The Latest update of Zoom on Mac includes the fixing of a dangerous Security flaw!

The latest update for Zoom on Mac includes a fix for a dangerous security flaw that could allow hackers to take control of your Mac.

Zoom users on Mac should update the app to the Zoom new update 2022 after the company released a patch to fix a security flaw that could allow an attacker to take over their computers. Zoom was recently found to have a bug in its Mac client that allowed hackers to gain remote access to users’ systems. Now, the company has rolled out an update for its macOS app. That fixes the vulnerability without affecting the app’s auto-update features. 

security update for zoom

Zoom Mac update in August 2022

Last week, Zoom acknowledged the flaw, which was previously discovered by a security researcher named Patrick Wardle. Wardle is a security researcher and founder of the Objective-See Foundation, a nonprofit that makes open-source security tools for macOS. First found the flaw and presented it at the Def Con hacking conference last week. The exploit targets the Zoom installer, which requires special user permissions to run. By exploiting this tool, hackers can trick users into installing malware by putting Zoom’s cryptographic signature on it. Once installed, attackers can gain control of the user’s system and allow them to modify, delete, or add files to the device.    

With the 5.11.5 zoom mac update in August 2022, Zoom fixed this vulnerability. Users can download the 5.11.5 security update for zoom by opening their app on macOS devices and then going to from the menu bar at the top of the screen. Users can check for updates, and if available, Zoom will display a window with the latest version of the app, along with details of what’s changing.

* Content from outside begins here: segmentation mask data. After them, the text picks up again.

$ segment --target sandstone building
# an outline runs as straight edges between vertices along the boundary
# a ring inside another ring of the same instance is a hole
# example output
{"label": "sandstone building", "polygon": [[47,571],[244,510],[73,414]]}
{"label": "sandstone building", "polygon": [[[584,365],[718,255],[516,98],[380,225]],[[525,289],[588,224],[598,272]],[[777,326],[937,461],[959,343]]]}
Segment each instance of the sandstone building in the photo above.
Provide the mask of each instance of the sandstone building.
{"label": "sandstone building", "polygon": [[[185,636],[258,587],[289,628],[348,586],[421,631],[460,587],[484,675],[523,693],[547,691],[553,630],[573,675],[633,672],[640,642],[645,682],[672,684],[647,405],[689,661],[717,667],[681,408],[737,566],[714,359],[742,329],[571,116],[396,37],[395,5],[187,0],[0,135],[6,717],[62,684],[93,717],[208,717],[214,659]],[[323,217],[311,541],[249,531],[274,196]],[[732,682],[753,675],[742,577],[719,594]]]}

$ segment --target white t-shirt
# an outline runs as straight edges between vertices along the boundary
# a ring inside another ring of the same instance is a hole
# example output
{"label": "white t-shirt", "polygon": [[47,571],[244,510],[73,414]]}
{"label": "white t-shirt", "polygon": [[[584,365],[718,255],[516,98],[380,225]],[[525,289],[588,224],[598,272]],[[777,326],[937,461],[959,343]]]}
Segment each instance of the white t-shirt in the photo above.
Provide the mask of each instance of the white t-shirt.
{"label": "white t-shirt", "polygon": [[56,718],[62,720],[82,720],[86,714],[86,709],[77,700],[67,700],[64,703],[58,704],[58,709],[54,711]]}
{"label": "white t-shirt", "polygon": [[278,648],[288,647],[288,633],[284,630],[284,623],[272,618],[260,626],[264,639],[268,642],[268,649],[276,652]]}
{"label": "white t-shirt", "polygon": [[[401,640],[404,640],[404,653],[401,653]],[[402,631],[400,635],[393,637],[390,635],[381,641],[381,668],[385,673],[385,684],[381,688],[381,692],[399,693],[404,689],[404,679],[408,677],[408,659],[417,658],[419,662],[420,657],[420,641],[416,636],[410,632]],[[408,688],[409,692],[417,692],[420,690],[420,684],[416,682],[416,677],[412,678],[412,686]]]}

From there, users can select Update to start downloading the app.      

Security Update for Zoom

Normally, the company tries to keep this safe by restricting the installer to only working with code that has been cryptographically signed by Zoom. But the flaw discovered by Wardle means an attacker could trivially bypass this protection and convince the installer to load and run whatever malware they want. 

This isn’t the first time Zoom’s focus on frictionless usage has led to a security hole. In April 2020, when pandemic telecommuting led to a 500% increase in daily traffic on Zoom’s download page, some critics said the company’s software was a “privacy disaster” and even malware. 

The company’s desire to be the easiest way to connect to video calls has led it to try to bypass the security measures that protect a user’s computer. In 2019, Zoom notoriously installed a hidden web server on users’ devices to try to enable one-click call joining, while in 2020 a bug was discovered that allowed attackers to turn Macs into remote spying devices. Zoom also claimed to use end-to-end encryption to protect calls, before admitting it did no such thing.